To parents in a certain phase of life, this is art:

The value of this piece has nothing to do with beauty or impressing your friends. This goes on the fridge to reward hard work and build self esteem. The longer and more effort the child put into the work the more he/she cares about it and so the more a parent values it.

Now keep that in mind for a sec. Here is Brad Delong quoting Karl Marx in this very interesting essay:

To say that “the value relation[s] between the products of labour… have absolutely no connection with their physical properties” is simply wrong: if the coffee beans are rotten–or if their caffeine level is low–they have no value at all, for nobody will buy them. Marx says that the value of a good is something inscribed within it and attached to it–the socially-necessary labor time for its production—that then bosses people around. And it is the values–not the prices at which things are actually bought and sold–that are the elements of the real important reality. And those values: “appear as independent beings endowed with life and
entering into relation both with one another and the human race.”
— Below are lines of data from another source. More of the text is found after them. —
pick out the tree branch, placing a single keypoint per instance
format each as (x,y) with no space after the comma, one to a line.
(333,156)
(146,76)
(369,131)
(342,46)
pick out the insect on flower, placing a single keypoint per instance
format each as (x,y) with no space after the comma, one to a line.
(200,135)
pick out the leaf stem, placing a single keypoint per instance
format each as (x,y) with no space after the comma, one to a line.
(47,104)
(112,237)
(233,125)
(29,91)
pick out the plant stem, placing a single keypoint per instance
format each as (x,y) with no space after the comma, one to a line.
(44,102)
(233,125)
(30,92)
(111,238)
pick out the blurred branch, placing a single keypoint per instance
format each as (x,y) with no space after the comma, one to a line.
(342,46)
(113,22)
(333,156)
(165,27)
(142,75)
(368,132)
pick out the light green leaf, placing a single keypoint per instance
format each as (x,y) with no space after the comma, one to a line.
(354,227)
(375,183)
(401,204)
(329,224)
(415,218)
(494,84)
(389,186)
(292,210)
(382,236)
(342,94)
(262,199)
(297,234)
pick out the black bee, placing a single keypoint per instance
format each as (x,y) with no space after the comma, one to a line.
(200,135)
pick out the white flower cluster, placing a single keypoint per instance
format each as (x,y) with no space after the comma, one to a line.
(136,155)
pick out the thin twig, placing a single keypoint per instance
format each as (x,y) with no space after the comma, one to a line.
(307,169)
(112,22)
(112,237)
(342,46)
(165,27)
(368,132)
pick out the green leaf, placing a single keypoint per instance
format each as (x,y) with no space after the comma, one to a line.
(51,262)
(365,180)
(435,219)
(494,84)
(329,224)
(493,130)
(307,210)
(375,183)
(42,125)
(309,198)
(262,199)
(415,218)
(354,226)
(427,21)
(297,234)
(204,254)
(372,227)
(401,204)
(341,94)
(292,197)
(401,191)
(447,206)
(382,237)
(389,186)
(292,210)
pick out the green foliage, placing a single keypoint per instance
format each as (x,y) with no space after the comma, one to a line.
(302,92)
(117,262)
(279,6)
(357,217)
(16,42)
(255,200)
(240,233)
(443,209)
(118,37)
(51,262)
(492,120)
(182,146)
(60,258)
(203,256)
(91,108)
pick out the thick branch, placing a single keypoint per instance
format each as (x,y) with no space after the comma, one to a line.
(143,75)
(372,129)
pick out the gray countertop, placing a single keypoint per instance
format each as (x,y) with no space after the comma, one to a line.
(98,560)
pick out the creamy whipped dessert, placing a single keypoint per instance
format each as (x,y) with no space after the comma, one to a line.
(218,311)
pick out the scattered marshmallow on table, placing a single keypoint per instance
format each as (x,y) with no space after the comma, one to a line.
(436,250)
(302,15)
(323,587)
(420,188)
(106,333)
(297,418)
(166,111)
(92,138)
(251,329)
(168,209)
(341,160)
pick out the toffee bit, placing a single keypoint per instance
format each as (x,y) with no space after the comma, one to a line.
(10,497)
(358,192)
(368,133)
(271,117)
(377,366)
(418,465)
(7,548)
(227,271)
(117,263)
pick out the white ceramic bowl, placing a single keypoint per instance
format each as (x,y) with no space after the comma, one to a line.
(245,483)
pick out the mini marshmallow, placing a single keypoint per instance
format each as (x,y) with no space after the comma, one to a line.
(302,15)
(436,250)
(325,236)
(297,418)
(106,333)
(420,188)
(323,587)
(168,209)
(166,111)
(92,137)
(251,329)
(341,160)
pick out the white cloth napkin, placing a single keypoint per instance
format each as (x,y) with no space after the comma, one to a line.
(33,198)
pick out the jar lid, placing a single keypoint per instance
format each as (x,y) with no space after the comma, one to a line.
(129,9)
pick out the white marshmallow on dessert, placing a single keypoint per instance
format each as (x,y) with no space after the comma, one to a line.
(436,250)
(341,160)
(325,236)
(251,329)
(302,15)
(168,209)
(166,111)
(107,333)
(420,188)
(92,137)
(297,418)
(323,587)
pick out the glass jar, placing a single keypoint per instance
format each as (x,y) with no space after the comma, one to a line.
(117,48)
Now I have never found anybody who thinks this way.

Customers don’t care how much work something took. Producers do. If a short project ends in failure, we can shrug it off. If we pour our lives into something that dies, we get grumpy.

Now, there are many who’d go to great lengths to keep you from getting grumpy. Family and friends might wear that hideous sweater you knitted for them once or force down that rubbery low fat jello you insist on bringing to dinner. They want you to feel good because that’s how close relationships work.

But they ain’t most people. And they’re not wearing that sweater anywhere outside your company.

I feel like emphasis on the family metaphor is sometimes a core difference between conservative and liberal politics. Left wing people, in other words, are more likely to support policies that treat strangers as family and right wing people to treat strangers as something less.